Senior Assistant Attorney General C. Havird Jones was pressed by Chief Justice Jean Toal several times about the reasoning behind McMaster's decisions. Jones said state officials were worried about Brown's mental state.
Toal responded that South Carolina only requires a person be mentally competent and aware of the estate, not "wise, smart, or shrewd."
The court is being asked by two former trustees of Brown's estate to renegotiate a settlement that gives Brown's family half of the trust with the rest going to scholarships for needy children in South Carolina and Georgia.
The trustees dismissed as part of the settlement, Robert Buchanan Jr. and Adele Pope, want all of the money returned to the trust instead of part of it going to Brown's wife and children.
The gist of the case is this:
• In 2000, Brown created a trust as part of his will leaving all his fortune to scholarships for schools in South Carolina and Georgia.
• After Brown died on Christmas Day 2006, his family and the trustees argued over the whether Brown, who lived in Beech Island, was unduly influenced in creating the trust and his mental capacity.
• In 2009, McMaster, then the S.C. attorney general, stepped in to argue the case for fear the state wouldn't get any money from the trust.
• McMaster brokered the settlement that gave Brown's wife 25 percent of the trust, his children 25 percent and the remaining half to scholarships.
According to the Associated Press, Brown's millions had dwindled to $14,000 and his estate was struggling with more than $20 million in debt. Since the settlement, a manager has stepped in to pump money back into the trust from licensing deals.
Toal also pressed Jones on why the attorney general would settle for half of the trust when, according to the will, South Carolina and Georgia stood to gain it all. Officials felt it was better to be certain the state would get some of the money, rather than risk it all, Jones said.
McMaster had no right to negotiate on Buchanan and Pope's behalf, according to their lawyer, James Richardson Jr. The attorney general can speak his mind on the trust, Richardson said, but cannot litigate and sign a settlement on behalf of the trustees.
Richardson argued for the reversal of the settlement and restoration of the funds.
It remains unclear what the value of the trust is. Toal asked Jones why the attorney general had not investigated its total value. Jones began presenting numbers, but Toal cut him off saying none of the numbers were reflected in the court documents.
Richardson argues more money could have been made from the interest on the trust than the brokered deal with the family over selling song rights.

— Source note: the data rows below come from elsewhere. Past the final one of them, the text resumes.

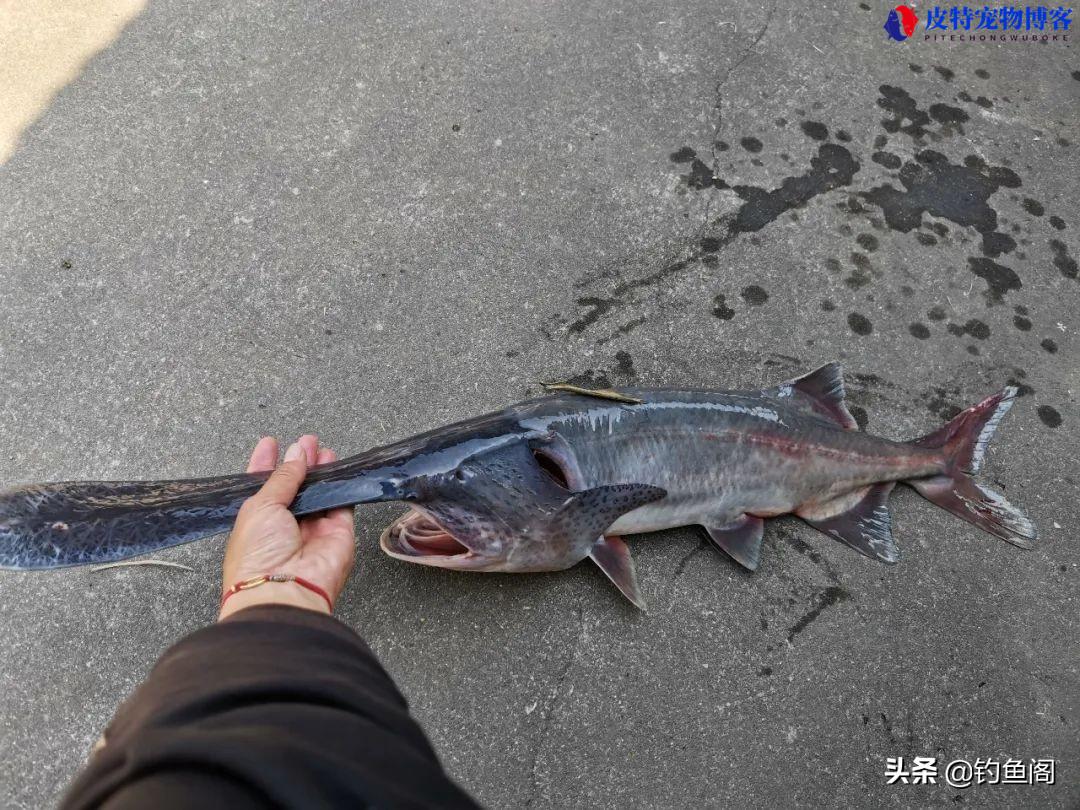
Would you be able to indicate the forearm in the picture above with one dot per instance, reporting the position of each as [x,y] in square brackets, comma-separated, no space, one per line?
[280,705]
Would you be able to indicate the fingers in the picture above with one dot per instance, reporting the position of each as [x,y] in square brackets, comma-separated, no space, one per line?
[265,455]
[282,486]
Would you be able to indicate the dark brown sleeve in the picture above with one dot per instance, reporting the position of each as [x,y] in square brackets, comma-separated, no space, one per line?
[275,706]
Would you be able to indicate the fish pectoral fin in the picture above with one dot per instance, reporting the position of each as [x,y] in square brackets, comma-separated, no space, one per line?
[588,514]
[866,526]
[822,390]
[741,540]
[612,556]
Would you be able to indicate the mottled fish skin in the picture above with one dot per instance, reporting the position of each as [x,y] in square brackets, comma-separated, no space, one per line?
[548,482]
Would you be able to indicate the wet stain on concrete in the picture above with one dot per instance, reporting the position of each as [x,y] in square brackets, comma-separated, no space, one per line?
[1065,264]
[860,324]
[1049,416]
[721,310]
[827,597]
[1000,280]
[754,295]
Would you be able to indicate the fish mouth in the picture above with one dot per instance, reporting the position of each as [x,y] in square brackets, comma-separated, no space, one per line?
[417,537]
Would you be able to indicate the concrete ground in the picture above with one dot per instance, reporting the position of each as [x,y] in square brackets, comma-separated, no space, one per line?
[370,219]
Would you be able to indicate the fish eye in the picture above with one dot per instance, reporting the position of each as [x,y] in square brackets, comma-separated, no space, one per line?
[551,468]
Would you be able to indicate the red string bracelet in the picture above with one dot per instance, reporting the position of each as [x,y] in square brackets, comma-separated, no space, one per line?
[261,580]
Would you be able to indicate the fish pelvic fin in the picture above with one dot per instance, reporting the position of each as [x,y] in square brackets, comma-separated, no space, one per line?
[741,540]
[866,526]
[612,557]
[963,441]
[821,391]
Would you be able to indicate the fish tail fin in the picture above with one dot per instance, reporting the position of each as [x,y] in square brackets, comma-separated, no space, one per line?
[83,523]
[963,441]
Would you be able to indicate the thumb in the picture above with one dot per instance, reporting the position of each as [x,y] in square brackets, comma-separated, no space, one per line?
[282,485]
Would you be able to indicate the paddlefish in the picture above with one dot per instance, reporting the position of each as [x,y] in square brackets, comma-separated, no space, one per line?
[549,482]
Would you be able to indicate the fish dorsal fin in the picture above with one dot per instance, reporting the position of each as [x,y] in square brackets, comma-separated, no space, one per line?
[612,556]
[823,391]
[741,539]
[865,526]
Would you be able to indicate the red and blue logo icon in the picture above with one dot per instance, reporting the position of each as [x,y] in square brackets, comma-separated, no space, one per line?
[901,23]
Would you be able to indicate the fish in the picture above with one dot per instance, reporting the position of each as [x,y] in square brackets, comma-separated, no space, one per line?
[547,483]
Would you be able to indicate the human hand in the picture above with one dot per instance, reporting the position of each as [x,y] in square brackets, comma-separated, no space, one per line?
[268,539]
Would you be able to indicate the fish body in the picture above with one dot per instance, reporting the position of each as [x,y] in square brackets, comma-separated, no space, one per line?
[549,482]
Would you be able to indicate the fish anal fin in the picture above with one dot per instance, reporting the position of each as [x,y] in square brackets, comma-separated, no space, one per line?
[861,520]
[741,539]
[822,390]
[612,556]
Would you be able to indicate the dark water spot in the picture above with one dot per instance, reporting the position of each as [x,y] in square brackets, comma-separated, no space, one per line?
[754,295]
[1000,280]
[814,130]
[1034,206]
[597,308]
[977,329]
[1049,416]
[831,169]
[996,243]
[700,175]
[858,279]
[721,310]
[932,185]
[860,324]
[826,598]
[685,154]
[887,159]
[859,414]
[940,403]
[1065,264]
[947,116]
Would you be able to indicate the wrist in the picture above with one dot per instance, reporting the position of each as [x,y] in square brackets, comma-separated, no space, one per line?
[273,593]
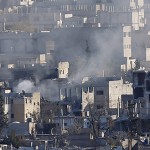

One of the central questions unanswered questions is whether Brown's wife, Tomi Rae Hynie Brown, has any rights to his fortune. When she married Brown, she was still married to another man in Texas. However, that man had two other wives in Pakistan.
Tomi Brown later had her first marriage annulled. But Toal questioned whether her marriage to James Brown was legitimate.
Jones argued that the marriage to Brown was legitimate since the previous husband had wives Tomi Brown didn't know about.
Four of the five current justices heard the case. Justice Costa Pleicones was replaced by retired Justice James Moore of Greenwood, but no reason was given. The court will announce its decision later.